Of course this hurt, it hurt a lot.  And I didn’t understand it.  For several months I reeled in pain and confusion and anger.  I was totally unproductive, applying for many jobs and being denied even an interview.  Then I applied for the lowest skill jobs I could find, I received a few interviews but I wasn’t hired.  Spirling into a vortex of negativity I made one last push towards the light and contacted an employment agency.  Unbelievably, the counsellor assigned to me was an incredible employment coach who I had actually met at least ten years prior at a different agency and immediately remembered him as someone who was generous, knowledgeable and personable; and very good at his job.  I was elated he agreed to be my coach. 

It started with me sending him my resume and portfolio.  I sent him so many pages he needed a week to get through them–I included the training manuals, cautionary notes, a telephone greeting, sales letters, email exchanges with my boss regarding the marketing ideas I came up with, copies of guest reviews, and my creative writing portfolio.  He was impressed.  It didn’t take long for my employment coach to ask me if I really did all those things for seventeen dollars an hour.  When I confirmed, he told me it was management material.  I finally understood why I was let go, my boss was worried I would try to take over her job as she had succeeded in replacing her boss approximately four years prior.

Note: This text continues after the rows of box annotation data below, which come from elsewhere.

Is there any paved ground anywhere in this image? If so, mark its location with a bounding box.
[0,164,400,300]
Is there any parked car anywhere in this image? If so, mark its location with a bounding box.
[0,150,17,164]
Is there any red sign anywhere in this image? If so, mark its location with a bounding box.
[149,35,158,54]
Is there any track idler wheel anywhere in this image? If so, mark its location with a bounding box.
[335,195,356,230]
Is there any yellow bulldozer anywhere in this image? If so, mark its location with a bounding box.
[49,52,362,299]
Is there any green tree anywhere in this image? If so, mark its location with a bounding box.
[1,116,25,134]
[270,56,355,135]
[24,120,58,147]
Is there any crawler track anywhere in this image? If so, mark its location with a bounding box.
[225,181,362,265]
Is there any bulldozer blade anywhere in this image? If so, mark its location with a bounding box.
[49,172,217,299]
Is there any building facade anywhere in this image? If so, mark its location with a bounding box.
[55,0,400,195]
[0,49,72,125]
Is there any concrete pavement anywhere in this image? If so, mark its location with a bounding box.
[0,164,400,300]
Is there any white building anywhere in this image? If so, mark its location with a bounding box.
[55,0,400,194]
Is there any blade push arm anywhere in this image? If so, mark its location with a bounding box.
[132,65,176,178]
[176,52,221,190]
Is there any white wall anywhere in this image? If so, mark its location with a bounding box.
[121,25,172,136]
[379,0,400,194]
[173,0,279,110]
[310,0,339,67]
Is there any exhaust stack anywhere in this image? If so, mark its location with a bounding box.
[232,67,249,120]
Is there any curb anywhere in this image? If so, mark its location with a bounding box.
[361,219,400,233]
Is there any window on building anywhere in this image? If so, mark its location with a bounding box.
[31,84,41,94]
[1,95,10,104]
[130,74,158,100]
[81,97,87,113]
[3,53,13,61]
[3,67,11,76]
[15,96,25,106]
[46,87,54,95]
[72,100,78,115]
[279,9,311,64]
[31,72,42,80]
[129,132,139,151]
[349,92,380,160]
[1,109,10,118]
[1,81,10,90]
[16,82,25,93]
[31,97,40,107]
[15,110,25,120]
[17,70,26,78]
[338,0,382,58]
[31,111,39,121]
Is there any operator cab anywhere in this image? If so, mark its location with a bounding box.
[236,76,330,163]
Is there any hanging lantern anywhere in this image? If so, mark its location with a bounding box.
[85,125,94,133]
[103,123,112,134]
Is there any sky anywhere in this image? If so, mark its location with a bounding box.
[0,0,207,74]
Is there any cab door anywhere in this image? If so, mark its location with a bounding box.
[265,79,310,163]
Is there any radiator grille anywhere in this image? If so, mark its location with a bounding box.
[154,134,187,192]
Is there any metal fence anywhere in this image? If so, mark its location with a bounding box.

At first, I was in awe of what my counsellor said.  Then, I say sheepishly, I got a bit of a swagger to my step, then I settled into reality . . . I realized with hard work I could achieve good results.  I started applying for better jobs than I had previously, actually good jobs that I would be proud to tell others about.  And, believe it or not, I got interviews.  No, the jobs were not offered to me at first, I had to learn to interview.  The game changer was a little Alberta Health Services temporary job that I applied for and successfully navigated through the first interview.  At the close of the second interview I was pretty much told I didn’t get the job because I was not a certain visible minority, but the interviewer offered to pass my resume on and told me I was qualified to apply for higher level jobs, including management.  She also told me I interviewed very well. Greatly encouraged, I made a call to my favorite employment counsellor and he told me he was just starting a new position in Alberta Health Services in the talent acquisition field–he deserved a lofty position.  He offered to push my resume through as well.  

So . . . we do get back what we put out, just it’s not always the people we do the work for who reward us.  The key is to have a good attitude.